Global Naps, Inc. v. Bell Atlantic-New Jersey, Inc.

287 F. Supp. 2d 532, 2003 U.S. Dist. LEXIS 18934, 2003 WL 22383447
CourtDistrict Court, D. New Jersey
DecidedSeptember 30, 2003
DocketCivil Action 99-4074 (JAG)
StatusPublished
Cited by23 cases

This text of 287 F. Supp. 2d 532 (Global Naps, Inc. v. Bell Atlantic-New Jersey, Inc.) is published on Counsel Stack Legal Research, covering District Court, D. New Jersey primary law. Counsel Stack provides free access to over 12 million legal documents including statutes, case law, regulations, and constitutions.

Bluebook
Global Naps, Inc. v. Bell Atlantic-New Jersey, Inc., 287 F. Supp. 2d 532, 2003 U.S. Dist. LEXIS 18934, 2003 WL 22383447 (D.N.J. 2003).

Opinion

OPINION

GREENAWAY, District Judge.

INTRODUCTION

This matter comes before the Court on defendant’s, Bell Atlantic-New Jersey, Inc. (“Verizon”), motion for judgment on the pleadings dismissing Counts IV and V of plaintiff’s, Global NAPs, Inc. (“GNAPs”), complaint. For the reasons discussed below Counts IV and V are dismissed.

FACTS

GNAPs is a telecommunications corporation that provides, or is authorized to provide, telecommunications sendees in various states. In the instant case, GNAPs sought to enter Verizon’s local telephone market by negotiating an interconnection agreement with Verizon. After negotiations between the parties regarding the interconnection agreement faded, GNAPs pursued its administrative remedies before the New Jersey Board of Public Utilities (the “BPU”). This case arises out of the arbitration between GNAPs and Verizon, and the aftermath of the proceedings.

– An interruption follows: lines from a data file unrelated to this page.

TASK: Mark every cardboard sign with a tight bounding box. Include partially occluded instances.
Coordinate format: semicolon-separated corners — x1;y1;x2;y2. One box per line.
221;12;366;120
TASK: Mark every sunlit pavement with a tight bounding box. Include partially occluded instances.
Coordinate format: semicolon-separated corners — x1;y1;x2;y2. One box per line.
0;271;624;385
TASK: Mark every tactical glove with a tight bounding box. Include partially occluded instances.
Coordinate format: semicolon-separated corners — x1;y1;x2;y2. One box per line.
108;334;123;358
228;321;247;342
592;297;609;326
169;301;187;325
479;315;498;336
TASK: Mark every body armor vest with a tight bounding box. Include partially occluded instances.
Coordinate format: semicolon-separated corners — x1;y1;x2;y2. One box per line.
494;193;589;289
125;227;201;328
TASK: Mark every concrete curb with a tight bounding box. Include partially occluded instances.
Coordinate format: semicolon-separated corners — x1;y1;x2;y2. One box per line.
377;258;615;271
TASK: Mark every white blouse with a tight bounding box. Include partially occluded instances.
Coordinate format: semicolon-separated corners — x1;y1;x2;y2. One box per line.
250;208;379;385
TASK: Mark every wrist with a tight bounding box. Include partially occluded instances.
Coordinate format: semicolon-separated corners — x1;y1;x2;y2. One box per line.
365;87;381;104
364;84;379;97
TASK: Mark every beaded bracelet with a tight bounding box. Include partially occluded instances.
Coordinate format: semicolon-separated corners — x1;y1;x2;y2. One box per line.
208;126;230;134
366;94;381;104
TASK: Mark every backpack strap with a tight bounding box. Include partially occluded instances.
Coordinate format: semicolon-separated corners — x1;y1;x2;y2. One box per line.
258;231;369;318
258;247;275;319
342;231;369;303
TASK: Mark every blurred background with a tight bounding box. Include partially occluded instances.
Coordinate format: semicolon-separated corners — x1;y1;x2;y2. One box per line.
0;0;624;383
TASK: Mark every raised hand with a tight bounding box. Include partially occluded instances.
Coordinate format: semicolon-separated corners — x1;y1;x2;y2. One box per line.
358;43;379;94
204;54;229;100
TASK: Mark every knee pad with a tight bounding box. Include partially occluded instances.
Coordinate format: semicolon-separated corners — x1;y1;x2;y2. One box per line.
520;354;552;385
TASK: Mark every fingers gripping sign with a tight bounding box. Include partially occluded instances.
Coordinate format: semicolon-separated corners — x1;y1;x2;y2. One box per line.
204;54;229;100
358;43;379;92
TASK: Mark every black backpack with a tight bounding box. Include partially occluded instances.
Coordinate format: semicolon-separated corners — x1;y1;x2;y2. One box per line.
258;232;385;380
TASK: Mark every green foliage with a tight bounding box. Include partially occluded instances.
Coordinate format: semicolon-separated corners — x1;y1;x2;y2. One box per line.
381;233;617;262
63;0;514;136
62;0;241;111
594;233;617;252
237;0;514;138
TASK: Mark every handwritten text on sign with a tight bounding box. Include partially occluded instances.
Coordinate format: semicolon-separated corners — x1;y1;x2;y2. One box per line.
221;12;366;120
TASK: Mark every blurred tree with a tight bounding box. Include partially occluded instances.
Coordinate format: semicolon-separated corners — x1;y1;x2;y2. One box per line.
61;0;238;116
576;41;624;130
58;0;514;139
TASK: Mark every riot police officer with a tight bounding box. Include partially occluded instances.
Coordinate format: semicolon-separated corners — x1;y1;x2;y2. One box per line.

The following represents a summary of the relevant background and facts gleaned from GNAPs’s Complaint and the parties’ submissions on Verizon’s Motion for Judgment on the Pleadings.

I. The Telecommunications Act of 1996

Congress passed the Telecommunications Act of 1996 (“the 1996 Act”), Pub.L. No. 104-104, 110 Stat. 56 (1996) (codified at scattered sections of 47 U.S.C.), to promote competition in the telecommunications industry, including the previously monopolized local telephone markets. See Telecommunications Act of 1996, Pub.L. No. 104-104, 110 Stat. 56, 56; see also H.R. Conf. Rep. No. 104-458, at 113 (1996), reprinted in 1996 U.S.C.C.A.N. 124; 142 Cong. Rec. S718 (1996) (statement of Sen. Robert Dole ®-Kan.) commenting that the 1996 Act will “provide for a pro-competitive, deregulatory national policy framework designed to accelerate rapid private sector deployment of advanced telecommunications and information technologies and services to all Americans by opening all telecommunications markets to competition”.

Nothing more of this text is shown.